I am using Kafka connector in Batch mode to read and process 10000 messages in a given batch execution. I want to make sure Kafka connector commits offset for 10000 messages. In case of any failure in the job, and If I restart the job (Using EARLIER option), I want Kafka connector to read messages from next offset of last successful batch run. Please advise.
@rbeerak
Manually committing offsets is currently not supported in the KafakConnector. One thing you could try is the advanced options in the KafkaConnector. You could experiment with the auto.commit.interval.ms parameter to overwrite the default 5000 ms. If you decrease the interval the consumed messages will be committed earlier. Since you know the number of messages in your batch you might be able to come up with an interval that commits the messages right after they are consumed.
We are looking into options to support manual committing offsets with the KafkaConnector.
Thank you @gerhardatsafe. I will probably increase auto.commit.interval.ms and see how it works for my use case. It will be a good feature to support manual commit property especially when consumptions runs in batch mode. This will make error handling quite easy. Thanks for your support.
@gerhardatsafe I have used maximum value for auto.commit.interval.ms. However, I still do not have control over committing kafka offset.
Here is my job flow/configuration:
1. Kafka connector (acts as consumer).
Configured to run in -
"BATCH" mode
"BATCH SIZE":2000 (# of messages per batch)
"EARLIEST" for starting offset.
{"auto.commit.interval.ms":500000}
2. JSON parsing
3. Load parsed tags into postgresql with commit count:2000
Issue:
When there is some issue with table load (probably data conversion) during job execution, the job obviously fails with error and kafka offset gets committed. This means when I rerun the job fixing table, data consumption is happening from next set of messages and messages previous failed batch are lost.
I am looking for some kind of resolution in this case, otherwise I can not handle this kind of failure which is prone to happen.
Can you please help me. I appreciate your support.
@gerhardatsafe I have used maximum value for auto.commit.interval.ms. However, I still do not have control over committing kafka offset.
Here is my job flow/configuration:
1. Kafka connector (acts as consumer).
Configured to run in -
"BATCH" mode
"BATCH SIZE":2000 (# of messages per batch)

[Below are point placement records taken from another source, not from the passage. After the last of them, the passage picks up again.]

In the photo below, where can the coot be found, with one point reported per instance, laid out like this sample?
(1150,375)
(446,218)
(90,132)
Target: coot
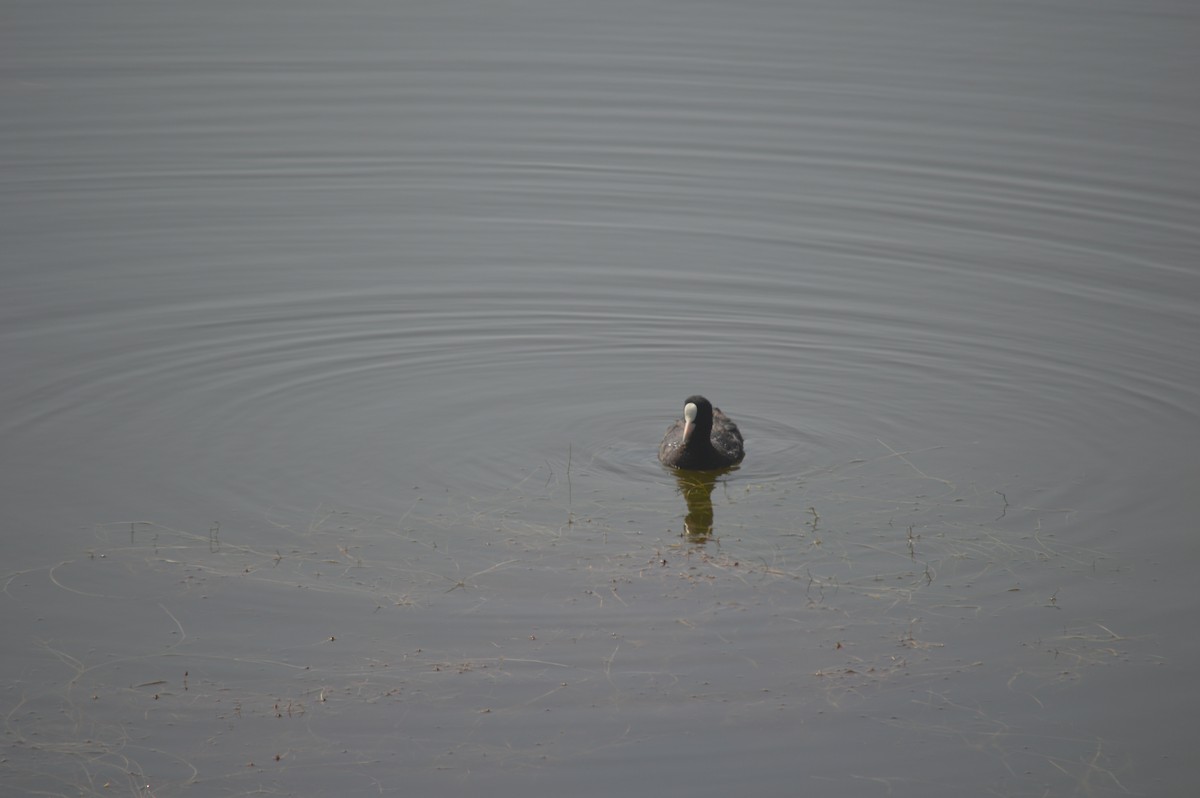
(703,439)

"EARLIEST" for starting offset.
{"auto.commit.interval.ms":500000}
2. JSON parsing
3. Load parsed tags into postgresql with commit count:2000
Issue:
When there is some issue with table load (probably data conversion) during job execution, the job obviously fails with error and kafka offset gets committed. This means when I rerun the job fixing table, data consumption is happening from next set of messages and messages previous failed batch are lost.
I am looking for some kind of resolution in this case, otherwise I can not handle this kind of failure which is prone to happen.
Can you please help me. I appreciate your support.
Thanks, @rbeerak for the update.
I added a ticket to our backlog for looking into options to allow a more "manual" commit to avoid the scenario you are describing.
I will let you once there is some progress on this.
I happy to let you know that the KafkaConnector does support manual commits now. Once you upgrade to the newest version you will see a new Action called Commit. To use this you add your receiving KafkaConnector setting the Action to Receive and the Auto Commit to No and in the committing KafkaConnector you reference the Receiving Connector Identifier returned by the first KafkaConnector and set your offset and partition.
Let us know if you have any feedback!